In [1]:
import pronouncing
from itertools import product
import functools
import operator
from sacremoses import MosesTokenizer, MosesDetokenizer
from nltk.corpus import stopwords
from tqdm import tqdm_notebook as tqdm
import string
import gensim
from multiprocessing import Pool
from random import choice
import textstat

In [115]:
def pronounceable(word): return len(pronouncing.phones_for_word(word.strip())) > 0

In [117]:
# Simple tokenizer that doesn't mess with contractions and ignores unpronouncable words
def tokenize(phrase):
    tokenized = []
    
    buffer = ''
    for char in phrase:
        if len(char.strip()) == 0:
            if pronounceable(buffer):
                tokenized.append(buffer)
            buffer = ''
        elif char in string.punctuation:
            if pronounceable(buffer):
                tokenized.append(buffer)
            tokenized.append(char)
            buffer = ''
        else:
            buffer += char
            
    tokenized.append(buffer)
    
    return [tok for tok in tokenized if len(tok.strip()) > 0]

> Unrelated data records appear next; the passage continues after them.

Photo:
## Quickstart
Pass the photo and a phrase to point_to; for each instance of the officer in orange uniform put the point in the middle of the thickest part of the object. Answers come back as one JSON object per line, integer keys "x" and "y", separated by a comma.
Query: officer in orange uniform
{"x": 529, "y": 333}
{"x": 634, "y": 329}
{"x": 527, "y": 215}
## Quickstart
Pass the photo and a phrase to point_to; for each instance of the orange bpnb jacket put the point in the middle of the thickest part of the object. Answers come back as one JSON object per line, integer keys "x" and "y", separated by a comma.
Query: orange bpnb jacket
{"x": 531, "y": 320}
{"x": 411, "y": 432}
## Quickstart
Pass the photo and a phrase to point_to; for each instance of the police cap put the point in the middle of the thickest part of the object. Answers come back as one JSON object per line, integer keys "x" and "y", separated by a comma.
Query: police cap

detokenize = MosesDetokenizer().detokenize # mostly compatible with my tokenizer
print(detokenize(tokenize("Hello, 'world'!")))

Hello, 'world'!


In [3]:
model = gensim.models.KeyedVectors.load('/mnt/bigfiles/dl/datasets/gensim-fasttext-300d-2M.vec', mmap='r')

In [4]:
def remove_punctuation(phrase): return phrase.translate(str.maketrans({a:' ' for a in string.punctuation}))

In [5]:
stop = set(stopwords.words('english'))

INCLUDE_STOP = True
def synonyms(word):
    if word in string.punctuation:
        return [word]
    
    if not INCLUDE_STOP and word in stop:
        return [word]
    
    most_similar = [word] + [data[0].lower().replace(' ', '-') for data in model.most_similar(positive=[word.lower()], topn=50)]
    only_pronouncable = [word for word in most_similar if len(word) > 0 and len(pronouncing.phones_for_word(word)) > 0]
    
    return list(set(only_pronouncable))[:20]

synonyms('spirit')

  if np.issubdtype(vec.dtype, np.int):


['soul', 'essence', 'spirit', 'spirits', 'kindred']

In [8]:
def get_meter(line):
    syllables = 0 
    stresses = []
    for word in line:
        if word not in string.punctuation:
            phonemes = pronouncing.phones_for_word(word)[0]
            syllables += pronouncing.syllable_count(phonemes)
            stresses.append(list(map(int, pronouncing.stresses(phonemes))))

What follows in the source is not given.